What does your milking procedure consist of? Do you use a quarter milker or bucket? At what point do you use this tool? Cows' teats are cleaned off with a clean micro fiber towel that is only used once. The cow is then pre dipped and wiped off with another clean towel before each teat is stripped out three times. The milk is examined for any mastitis. Four cows are prepped at a time and milkers are attached within 60 seconds. After each cow is milked, she is checked to make sure each quarter is milked out. She is then dipped with a one percent iodine post dip. We use a bucket as soon as a cow is identified with mastitis.
At what point do you stop treating cows and ship them? Cows are shipped when multiple treatments haven't made any changes, and when she is drug-free. After we have a treated a cow three times, that's usually when we think about selling her.
What type of analysis do you use to monitor milk quality? We can access our files from our creamery online to check the daily somatic cell count for any spikes. We also get a weekly slip from the creamery with this same information. We also use DHIA papers to cull individual cows who constantly have a higher SCC than we would like.
How often do you check over your milking equipment? Milking equipment is checked daily for any holes or tears in any of the hoses. Inflations are changed every 20 days. We have Lang's Dairy from Decorah come in three times during the year to go through the whole system to make sure everything is working properly.
What does your milking equipment cleaning process consist of? The system sanitizes within a half hour before each milking, with two complete washes with the morning and evening milkings.
Where do you raise your heifers and what type of bedding do you use? All our heifers are raised at home. They start in the calf barn in individual pens on straw bedding. They are then moved to weaned pens with straw. After weaning, they are grouped in pens in the cattle shed and bedded with cornstalks. At breeding age, they are moved to an open lot that has dirt and cement. After being pronounced pregnant they are moved to pasture.

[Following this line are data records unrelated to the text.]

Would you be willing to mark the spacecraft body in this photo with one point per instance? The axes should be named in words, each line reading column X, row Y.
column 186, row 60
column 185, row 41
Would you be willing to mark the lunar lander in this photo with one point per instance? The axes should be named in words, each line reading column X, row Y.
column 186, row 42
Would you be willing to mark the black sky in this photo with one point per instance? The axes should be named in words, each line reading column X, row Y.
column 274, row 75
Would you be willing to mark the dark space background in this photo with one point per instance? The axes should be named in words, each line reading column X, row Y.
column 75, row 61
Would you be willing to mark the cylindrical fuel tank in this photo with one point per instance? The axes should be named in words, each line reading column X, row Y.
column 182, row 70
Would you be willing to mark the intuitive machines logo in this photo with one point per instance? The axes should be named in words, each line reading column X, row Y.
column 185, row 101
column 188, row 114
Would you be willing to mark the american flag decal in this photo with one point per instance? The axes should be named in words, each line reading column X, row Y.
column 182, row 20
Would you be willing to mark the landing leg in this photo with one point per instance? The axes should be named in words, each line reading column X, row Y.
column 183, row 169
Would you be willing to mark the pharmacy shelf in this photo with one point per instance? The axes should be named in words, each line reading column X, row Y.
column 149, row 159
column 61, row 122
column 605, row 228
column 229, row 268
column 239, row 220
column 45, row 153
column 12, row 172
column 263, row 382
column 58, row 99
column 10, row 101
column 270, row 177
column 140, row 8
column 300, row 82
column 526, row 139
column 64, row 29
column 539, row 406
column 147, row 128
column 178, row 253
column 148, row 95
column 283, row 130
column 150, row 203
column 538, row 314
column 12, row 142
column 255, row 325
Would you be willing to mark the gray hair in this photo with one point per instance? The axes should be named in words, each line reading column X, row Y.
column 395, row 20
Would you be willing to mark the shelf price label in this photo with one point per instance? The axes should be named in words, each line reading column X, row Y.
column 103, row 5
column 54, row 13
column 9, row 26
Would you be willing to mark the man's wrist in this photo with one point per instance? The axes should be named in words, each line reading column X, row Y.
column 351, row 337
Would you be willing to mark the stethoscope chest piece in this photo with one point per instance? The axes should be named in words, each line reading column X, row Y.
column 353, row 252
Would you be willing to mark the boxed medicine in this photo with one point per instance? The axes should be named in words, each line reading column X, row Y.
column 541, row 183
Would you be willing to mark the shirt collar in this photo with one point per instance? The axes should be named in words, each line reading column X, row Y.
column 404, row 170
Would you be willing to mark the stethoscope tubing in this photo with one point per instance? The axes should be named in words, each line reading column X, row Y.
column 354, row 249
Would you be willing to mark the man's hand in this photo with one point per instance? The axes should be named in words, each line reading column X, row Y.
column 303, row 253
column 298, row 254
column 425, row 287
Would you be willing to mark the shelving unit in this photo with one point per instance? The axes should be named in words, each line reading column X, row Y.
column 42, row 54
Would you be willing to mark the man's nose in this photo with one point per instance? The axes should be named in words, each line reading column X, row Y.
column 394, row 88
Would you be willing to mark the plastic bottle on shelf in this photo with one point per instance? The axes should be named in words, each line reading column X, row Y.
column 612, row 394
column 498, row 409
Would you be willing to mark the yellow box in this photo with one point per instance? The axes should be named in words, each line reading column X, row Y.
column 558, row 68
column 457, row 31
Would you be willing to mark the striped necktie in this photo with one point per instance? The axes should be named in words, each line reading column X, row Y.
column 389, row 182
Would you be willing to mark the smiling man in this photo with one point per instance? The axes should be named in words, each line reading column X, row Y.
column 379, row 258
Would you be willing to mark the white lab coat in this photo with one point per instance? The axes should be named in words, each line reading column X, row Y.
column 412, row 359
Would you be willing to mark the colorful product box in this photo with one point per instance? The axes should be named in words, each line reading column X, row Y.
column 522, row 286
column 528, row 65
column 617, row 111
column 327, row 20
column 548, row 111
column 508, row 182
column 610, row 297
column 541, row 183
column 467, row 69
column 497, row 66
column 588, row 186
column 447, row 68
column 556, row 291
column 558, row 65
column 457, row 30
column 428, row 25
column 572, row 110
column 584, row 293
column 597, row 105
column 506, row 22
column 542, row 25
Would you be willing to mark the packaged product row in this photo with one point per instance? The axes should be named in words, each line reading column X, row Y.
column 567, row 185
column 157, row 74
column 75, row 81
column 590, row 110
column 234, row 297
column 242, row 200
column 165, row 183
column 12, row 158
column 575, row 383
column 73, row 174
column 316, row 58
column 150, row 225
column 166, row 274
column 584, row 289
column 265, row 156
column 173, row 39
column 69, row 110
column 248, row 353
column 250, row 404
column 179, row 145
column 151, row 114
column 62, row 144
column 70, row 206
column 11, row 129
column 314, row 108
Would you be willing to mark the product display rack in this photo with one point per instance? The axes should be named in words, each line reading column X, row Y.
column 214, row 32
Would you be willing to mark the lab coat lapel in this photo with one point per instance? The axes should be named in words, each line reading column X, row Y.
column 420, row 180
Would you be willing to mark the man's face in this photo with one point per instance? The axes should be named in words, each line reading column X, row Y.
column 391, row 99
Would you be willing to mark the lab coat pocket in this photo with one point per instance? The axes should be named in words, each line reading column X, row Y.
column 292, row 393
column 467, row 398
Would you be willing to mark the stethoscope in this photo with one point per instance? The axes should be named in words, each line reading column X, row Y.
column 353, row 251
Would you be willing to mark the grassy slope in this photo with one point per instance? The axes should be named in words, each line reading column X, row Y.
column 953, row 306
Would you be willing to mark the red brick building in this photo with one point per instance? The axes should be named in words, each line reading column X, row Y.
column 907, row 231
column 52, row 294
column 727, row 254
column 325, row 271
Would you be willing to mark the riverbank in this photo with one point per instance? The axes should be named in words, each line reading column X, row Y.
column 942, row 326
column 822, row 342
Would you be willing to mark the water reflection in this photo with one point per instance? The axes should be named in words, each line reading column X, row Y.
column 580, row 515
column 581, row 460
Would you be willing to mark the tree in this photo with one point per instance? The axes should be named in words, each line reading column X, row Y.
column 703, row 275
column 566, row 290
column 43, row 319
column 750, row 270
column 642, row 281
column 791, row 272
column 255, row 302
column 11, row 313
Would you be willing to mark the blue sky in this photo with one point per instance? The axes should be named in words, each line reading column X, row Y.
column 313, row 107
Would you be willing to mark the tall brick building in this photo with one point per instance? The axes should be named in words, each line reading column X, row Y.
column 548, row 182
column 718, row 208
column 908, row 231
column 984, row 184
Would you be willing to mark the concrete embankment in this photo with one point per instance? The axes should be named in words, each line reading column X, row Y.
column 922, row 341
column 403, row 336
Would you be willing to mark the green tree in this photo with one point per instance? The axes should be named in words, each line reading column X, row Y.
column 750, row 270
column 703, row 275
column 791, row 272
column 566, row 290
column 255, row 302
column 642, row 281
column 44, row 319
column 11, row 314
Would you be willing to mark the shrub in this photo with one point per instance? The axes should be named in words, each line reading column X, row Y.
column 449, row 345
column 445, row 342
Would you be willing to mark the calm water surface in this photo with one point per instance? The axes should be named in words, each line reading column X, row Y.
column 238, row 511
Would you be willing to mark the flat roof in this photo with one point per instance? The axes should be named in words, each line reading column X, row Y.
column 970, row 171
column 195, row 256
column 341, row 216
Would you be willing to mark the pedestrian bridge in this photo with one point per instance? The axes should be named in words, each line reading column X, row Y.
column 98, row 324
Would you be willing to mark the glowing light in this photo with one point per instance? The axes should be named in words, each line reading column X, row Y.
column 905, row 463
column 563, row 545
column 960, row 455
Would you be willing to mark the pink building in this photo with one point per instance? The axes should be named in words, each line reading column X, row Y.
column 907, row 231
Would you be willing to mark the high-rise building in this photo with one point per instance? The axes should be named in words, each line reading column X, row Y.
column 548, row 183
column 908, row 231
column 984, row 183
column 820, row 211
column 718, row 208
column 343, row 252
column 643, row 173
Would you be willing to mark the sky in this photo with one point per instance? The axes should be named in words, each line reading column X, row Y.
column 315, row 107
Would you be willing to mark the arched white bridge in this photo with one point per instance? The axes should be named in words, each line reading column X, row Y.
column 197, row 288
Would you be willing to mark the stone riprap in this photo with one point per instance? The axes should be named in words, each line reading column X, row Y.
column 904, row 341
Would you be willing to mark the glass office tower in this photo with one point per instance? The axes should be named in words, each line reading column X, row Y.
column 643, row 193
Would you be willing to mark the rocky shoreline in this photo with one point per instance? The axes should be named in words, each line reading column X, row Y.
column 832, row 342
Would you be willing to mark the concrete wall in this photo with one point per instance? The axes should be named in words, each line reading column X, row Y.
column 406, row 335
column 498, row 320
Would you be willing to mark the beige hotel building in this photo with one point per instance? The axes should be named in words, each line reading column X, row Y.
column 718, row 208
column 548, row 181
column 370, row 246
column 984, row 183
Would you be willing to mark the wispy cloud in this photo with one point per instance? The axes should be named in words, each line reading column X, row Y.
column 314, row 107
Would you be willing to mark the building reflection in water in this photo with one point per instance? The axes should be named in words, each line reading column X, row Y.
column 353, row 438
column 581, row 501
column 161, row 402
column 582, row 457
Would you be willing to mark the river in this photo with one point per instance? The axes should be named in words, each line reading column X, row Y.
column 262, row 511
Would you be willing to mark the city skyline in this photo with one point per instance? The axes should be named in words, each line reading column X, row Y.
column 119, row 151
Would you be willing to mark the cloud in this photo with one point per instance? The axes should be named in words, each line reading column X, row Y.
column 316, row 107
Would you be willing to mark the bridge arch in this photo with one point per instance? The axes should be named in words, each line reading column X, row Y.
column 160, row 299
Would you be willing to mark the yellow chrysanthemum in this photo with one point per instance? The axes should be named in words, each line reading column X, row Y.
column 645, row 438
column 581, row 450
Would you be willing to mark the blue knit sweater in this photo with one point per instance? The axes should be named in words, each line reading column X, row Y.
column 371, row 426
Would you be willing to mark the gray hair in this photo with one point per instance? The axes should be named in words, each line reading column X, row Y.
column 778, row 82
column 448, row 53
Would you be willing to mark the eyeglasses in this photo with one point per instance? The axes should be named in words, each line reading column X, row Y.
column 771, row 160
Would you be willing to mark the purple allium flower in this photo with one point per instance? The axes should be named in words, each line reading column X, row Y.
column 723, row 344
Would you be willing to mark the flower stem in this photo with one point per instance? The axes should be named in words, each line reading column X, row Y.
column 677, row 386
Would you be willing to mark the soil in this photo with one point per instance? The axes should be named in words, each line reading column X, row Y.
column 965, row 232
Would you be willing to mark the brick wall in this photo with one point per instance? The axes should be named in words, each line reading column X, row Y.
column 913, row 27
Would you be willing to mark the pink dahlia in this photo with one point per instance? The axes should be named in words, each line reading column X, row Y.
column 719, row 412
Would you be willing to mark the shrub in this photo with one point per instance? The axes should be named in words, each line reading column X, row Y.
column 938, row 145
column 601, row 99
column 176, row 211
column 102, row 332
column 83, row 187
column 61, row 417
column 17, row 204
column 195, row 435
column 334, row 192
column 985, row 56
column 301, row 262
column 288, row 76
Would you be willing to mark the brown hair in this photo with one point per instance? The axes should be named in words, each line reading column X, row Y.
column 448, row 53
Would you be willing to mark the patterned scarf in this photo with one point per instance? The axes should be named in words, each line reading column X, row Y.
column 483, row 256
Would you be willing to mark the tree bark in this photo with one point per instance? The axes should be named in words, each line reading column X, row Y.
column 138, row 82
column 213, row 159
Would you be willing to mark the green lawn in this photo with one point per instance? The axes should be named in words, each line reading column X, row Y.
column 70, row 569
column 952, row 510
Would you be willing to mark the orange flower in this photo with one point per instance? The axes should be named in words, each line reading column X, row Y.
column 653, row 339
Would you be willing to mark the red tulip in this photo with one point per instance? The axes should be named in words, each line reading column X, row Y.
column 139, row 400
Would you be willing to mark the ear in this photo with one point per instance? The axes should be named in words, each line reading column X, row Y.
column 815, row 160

Tell us about your farm. Our farm is a first and second-generation family farm. We run 500 acres, growing corn and alfalfa. We raise all our own replacement heifers from birth to calving. Three of our four children are involved in the operation. Our oldest daughter, Nikki, lives in Iowa with her husband and daughter. They hope to move back to join the operation soon. Both Mandy and Kristina started working on the farm full-time when they graduated from high school. Terry is the all-around guy and can step in anywhere when needed. He does most of the feed mixing. Ellie and Kristina raise all the calves. Kristina also keeps on top of making sure all the maternity pens and heifer pens are bedded well. Ellie does all the financial records for the farm and takes are of all the cattle records. Mandy takes care of the animal health on the farm. We call her our on-the-farm veterinarian. She takes care of the cows and oversees the parlor. Nathan is a freshman at Fillmore Central High School and helps wherever he is needed. We all work together and we know how to do each other's work in case someone needs to attend to other things. We have four full-time employees and two part-time employees besides our family.